Unique right eigenvector for row stochastic matrix

Question

Suppose $P$ is a row-stochastic matrix. Then $1$ is a right-eigenvalue of $P$, and any constant vector $v$ will satisfy $Pv=v$. When is it the case that only constant vectors solve $Pv=v$? In particular, I am wondering if this is the case if if $P$ is irreducible and aperiodic.

Answer 1

The condition that $P$ is irreducible is enough to guarantee that property.

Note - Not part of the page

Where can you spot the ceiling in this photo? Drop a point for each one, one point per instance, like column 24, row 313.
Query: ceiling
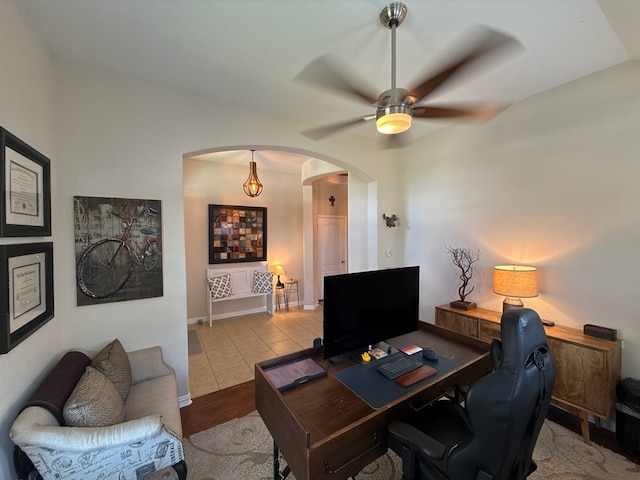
column 250, row 51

We need to show that $Pv=v$ implies $v_1=\ldots=v_n$. Let $v_p$ be the smallest component of $v$, so that $v_i \ge v_p$ for all $i$. Let $U \subseteq \{1,\ldots,n\}$ be the set of those indices for which $v_i=v_p$. Note that $U\neq \emptyset$ since $p \in U$. If $m \in U$, then $$ (P v)_m = v_m = v_p. $$ Now, because $P$ is row-stochastic, the left hand side of the above equation is a convex combination of the components of $v$, while the right hand side is a minimum-value component of $v$. The only way that a convex combination of elements can yield a value equal to the minimum element is when all elements with a positive coefficient (here, all $v_k$ such that $P_{km}>0$) are equal to the minimum. Thus, $m \in U$ implies $k \in U$ whenever $P_{km}>0$. Since $P$ is irreducible, this implies $U=\{1,\ldots,n\}$, hence $v_1=\ldots=v_n$.